Choral des Todes
Um die vergebende Kraft der Worte hervorzuheben …«
Kasdan war erschöpft. Er winkte den Kellner herbei. Er wollte zahlen. Abhauen. Sich nicht länger all diesen Unsinn anhören.
Aber Volokine fuhr fort – er redete wirklich wie ein Wasserfall:
»Ich werde Ihnen sagen, was bei diesem Fall nicht stimmt. Wir schwimmen, weil keine Theorie widerlegt werden kann. Keine Fährte lässt sich ausschließen.«
Kasdan hielt dem Kellner einen Geldschein hin. Volokine setzte seine Suada fort:
»Glauben Sie an die politische Spur? Sie haben recht. Götz wurde umgebracht, weil er Informationen über seine chilenischen Folterknechte besaß. Erste Tatsache. Er wurde abgehört, weil seine Zeugenaussage auch die französische Regierung betrifft.

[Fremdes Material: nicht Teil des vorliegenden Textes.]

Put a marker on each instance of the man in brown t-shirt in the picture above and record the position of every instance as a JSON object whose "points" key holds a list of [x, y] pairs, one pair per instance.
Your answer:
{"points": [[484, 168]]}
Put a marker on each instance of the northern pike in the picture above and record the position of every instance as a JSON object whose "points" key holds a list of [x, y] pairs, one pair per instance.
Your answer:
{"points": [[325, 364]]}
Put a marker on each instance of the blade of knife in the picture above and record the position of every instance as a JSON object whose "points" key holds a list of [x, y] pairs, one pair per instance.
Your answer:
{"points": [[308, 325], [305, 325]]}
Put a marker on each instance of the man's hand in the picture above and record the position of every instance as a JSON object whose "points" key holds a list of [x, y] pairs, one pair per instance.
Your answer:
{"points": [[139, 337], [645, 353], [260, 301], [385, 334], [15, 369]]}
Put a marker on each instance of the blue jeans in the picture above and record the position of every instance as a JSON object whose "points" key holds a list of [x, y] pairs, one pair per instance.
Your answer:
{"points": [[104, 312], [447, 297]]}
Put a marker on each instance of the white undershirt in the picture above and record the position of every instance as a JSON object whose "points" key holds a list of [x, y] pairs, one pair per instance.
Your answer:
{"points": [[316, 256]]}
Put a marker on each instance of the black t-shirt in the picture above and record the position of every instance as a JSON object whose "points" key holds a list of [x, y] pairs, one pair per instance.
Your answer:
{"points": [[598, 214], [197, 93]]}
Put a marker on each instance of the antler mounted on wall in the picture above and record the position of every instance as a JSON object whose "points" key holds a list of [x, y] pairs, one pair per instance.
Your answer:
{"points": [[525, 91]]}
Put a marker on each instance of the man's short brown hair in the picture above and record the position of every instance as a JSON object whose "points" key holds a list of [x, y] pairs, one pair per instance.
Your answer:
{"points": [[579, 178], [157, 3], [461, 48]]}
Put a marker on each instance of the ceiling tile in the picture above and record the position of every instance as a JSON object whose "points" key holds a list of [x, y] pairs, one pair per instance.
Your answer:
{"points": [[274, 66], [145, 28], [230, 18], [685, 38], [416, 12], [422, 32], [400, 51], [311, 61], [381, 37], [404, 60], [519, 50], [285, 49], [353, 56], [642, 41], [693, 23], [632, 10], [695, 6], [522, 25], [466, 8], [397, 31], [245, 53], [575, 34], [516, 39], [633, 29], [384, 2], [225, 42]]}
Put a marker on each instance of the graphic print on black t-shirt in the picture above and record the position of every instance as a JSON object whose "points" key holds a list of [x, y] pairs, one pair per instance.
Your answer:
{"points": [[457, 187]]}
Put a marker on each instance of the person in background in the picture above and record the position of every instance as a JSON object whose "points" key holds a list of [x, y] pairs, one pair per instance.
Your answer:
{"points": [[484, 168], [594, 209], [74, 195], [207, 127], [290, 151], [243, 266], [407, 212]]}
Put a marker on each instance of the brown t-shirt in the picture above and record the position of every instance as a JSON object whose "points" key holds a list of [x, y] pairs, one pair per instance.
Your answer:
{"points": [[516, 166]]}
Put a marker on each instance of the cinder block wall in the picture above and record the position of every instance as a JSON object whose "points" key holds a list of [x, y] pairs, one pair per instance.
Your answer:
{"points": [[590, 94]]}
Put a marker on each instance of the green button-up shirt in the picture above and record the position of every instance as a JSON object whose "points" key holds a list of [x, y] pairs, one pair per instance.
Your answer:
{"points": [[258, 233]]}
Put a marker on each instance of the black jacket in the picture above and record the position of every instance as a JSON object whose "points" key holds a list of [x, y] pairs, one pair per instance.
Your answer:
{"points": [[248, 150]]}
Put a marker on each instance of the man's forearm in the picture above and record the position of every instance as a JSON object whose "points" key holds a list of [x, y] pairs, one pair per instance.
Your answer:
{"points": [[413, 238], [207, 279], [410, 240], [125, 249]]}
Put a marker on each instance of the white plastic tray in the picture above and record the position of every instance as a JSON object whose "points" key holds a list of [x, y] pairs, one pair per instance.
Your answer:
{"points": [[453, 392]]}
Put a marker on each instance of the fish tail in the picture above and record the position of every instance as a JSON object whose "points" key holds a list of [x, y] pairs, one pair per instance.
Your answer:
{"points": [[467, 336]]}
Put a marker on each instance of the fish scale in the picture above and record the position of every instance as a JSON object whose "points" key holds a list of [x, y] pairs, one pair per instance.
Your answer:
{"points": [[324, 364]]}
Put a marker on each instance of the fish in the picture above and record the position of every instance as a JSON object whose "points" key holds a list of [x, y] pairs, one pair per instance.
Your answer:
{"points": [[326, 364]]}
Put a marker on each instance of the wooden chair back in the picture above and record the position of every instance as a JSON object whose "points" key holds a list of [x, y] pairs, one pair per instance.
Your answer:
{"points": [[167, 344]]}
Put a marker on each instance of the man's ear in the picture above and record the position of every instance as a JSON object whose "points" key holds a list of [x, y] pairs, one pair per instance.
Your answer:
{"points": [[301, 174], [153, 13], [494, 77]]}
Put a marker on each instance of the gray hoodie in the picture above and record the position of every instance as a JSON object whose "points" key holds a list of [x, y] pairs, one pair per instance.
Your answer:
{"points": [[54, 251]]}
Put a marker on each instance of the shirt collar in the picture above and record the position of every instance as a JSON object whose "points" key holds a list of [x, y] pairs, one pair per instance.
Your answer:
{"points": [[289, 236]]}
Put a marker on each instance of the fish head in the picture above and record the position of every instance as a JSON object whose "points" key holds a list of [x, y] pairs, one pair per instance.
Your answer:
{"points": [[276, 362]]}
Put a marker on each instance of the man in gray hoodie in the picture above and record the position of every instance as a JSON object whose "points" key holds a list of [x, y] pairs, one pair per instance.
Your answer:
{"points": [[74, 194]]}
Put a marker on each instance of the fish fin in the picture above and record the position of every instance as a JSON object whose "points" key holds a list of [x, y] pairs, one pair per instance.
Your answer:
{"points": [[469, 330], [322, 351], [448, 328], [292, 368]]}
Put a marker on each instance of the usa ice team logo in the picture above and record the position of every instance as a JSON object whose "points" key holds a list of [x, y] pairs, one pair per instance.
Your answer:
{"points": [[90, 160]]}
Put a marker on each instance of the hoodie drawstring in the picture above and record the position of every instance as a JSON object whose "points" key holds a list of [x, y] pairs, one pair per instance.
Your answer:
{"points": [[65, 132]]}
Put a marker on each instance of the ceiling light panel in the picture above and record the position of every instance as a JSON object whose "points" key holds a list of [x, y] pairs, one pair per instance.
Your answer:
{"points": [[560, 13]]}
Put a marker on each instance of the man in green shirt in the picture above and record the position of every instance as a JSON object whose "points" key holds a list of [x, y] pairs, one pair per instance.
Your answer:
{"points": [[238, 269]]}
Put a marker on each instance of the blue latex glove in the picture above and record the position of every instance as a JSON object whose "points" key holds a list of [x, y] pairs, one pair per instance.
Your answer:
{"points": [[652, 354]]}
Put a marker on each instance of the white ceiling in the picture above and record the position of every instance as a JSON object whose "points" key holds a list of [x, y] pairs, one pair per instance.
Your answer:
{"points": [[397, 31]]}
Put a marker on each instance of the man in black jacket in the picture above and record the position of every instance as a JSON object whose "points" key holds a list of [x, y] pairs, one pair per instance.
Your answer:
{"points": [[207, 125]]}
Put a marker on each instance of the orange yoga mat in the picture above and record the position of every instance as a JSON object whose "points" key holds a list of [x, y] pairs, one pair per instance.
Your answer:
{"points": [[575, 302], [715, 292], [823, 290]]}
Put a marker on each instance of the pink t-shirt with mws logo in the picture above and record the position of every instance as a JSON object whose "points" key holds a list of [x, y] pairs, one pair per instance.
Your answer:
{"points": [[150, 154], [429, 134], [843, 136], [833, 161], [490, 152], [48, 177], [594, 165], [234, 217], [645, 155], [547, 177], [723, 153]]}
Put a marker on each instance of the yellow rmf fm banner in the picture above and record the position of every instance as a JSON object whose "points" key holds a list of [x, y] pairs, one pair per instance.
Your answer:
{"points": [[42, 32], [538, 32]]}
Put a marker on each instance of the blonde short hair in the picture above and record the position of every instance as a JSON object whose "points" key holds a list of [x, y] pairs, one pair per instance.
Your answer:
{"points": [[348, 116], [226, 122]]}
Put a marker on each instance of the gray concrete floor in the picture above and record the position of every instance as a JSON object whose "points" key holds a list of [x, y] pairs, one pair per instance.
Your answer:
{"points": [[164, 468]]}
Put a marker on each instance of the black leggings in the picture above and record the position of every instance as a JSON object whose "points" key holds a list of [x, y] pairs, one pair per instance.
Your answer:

Zweite Tatsache. Im Übrigen gibt es einen dunklen Fleck bei Götz. Selbst wenn er kein Kinderschänder ist, hat er sich gegenüber Kindern etwas zuschulden kommen lassen. Dritte Tatsache. Folglich rächen die Kinder, die diese Morde begangen haben, seine Schuld. Vierte Tatsache. Andererseits glauben Sie an einen Serienmörder. Und auf die eine oder andere Weise haben Sie recht. Die Kinder, die in diese Taten verwickelt sind, sind psychisch gestört, von einem regelrechten Wahn besessen. Sie glauben, dass ihr krimineller Impuls durch die Musik ausgelöst wird? Auch da denke ich, dass Sie richtigliegen. Grundsätzlich bin ich fest davon überzeugt, dass diese Morde mit der menschlichen Stimme, der Stimme von Kindern zusammenhängen. Schließlich gibt es hinter all dem noch etwas anderes. Eine Bedrohung. Die Person, die Götz El Ogro nannte. Das ist unser Problem, Kasdan: Alles ist wahr. Anders als sonst üblich muss man nicht bestimmte Tatsachen und Spuren aussondern, sondern alles zusammenführen. Man muss den Schlüssel finden, der all diese Aspekte vereint.«
Der Armenier schwieg weiterhin. Er stand auf, griff nach seinem Handy und überprüfte mechanisch seine Nachrichten. Beim Betreten der Kirche hatte er es ausgeschaltet. Gerade hatte er einen Anruf von Puyferrat erhalten.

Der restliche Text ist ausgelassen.